Social/Cultural Acts Leading Up to Civil War (1850s)

By kelhein
  • Slave Population

    The United States census of 1850 stated that the U.S. slave population is 3,204,313. This is a heavy topic of discussion against slave owning people and antislavery activists.
  • Fugitive Slave Act of 1850

    Under this Act, slave owners could reclaim a runaway slave by establishing ownership before a commissioner rather than in a jury trial. This continued to bring tension in the states and with slaves.
  • Fred Wilkins Escape

    A crowd of black men in Boston frees fugitive slave Shadrach Minkins, also known as Fred Wilkins. He was being held in the federal courthouse. They help him escape to Canada
  • Confronting Slave Owners

    Free blacks confront a slave owner, his son and their group of friends who are trying to capture two fugitive slaves near Christiana, Pennsylvania. During this confrontation, the slave owner is killed and his son is seriously wounded.
  • Jerry McHenry Escape

    Black and white abolitionists free fugitive slave Jerry McHenry from the Syracuse, New York jail.

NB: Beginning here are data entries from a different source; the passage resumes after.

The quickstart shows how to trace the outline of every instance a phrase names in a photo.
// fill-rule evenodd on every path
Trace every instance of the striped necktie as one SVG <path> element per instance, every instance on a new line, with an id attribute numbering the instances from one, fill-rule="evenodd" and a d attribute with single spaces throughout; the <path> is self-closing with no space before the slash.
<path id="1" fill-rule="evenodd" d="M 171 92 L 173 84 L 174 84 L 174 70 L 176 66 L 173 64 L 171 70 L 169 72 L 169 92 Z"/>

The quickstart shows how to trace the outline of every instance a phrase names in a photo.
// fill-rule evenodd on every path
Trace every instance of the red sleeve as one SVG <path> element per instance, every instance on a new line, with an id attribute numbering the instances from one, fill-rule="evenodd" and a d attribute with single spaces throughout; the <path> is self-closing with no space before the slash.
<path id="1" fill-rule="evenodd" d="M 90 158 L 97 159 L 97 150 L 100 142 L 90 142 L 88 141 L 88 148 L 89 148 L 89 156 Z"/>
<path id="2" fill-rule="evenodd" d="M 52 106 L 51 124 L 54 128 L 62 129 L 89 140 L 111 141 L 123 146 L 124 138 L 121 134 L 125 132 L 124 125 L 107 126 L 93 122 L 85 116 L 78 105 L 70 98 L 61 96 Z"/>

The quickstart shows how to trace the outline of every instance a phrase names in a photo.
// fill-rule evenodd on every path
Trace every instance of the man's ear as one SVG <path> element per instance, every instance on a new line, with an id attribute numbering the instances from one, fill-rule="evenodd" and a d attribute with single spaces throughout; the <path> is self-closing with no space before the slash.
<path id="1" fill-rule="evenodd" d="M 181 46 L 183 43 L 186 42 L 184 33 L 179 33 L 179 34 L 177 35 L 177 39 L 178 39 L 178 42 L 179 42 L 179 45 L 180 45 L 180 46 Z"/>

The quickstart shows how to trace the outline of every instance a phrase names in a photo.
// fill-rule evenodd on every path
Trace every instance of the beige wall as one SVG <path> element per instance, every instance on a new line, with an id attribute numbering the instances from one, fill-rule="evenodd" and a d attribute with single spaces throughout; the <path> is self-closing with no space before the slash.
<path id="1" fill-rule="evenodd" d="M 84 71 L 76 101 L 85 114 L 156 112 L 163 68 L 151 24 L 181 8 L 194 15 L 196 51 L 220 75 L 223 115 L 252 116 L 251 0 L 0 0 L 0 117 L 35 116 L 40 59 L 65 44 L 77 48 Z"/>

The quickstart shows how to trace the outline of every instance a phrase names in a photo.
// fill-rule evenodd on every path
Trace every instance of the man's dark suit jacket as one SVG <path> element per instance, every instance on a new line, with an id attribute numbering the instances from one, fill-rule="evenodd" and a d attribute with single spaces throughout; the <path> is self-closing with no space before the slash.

They help him escape to Canada
  • Uncle Tom's Cabin

    Uncle Tom's Cabin by Harriet Beecher Stowe is published. The novel depicts slave owner "Simon Legree" as evil, and the slave "Uncle Tom" as the hero. It sells between 500,000 and 1,000,000 copies in U.S. and even more in Great Britain. It also is adapted into a play and millions of people come to watch it. By June 1852, Southerners move to suppress the book's publication in the South.
  • Lemmon v. New York

    A New York court frees eight slaves in transit from Virginia with their owner. This continues to create a divide between free and slave owning states.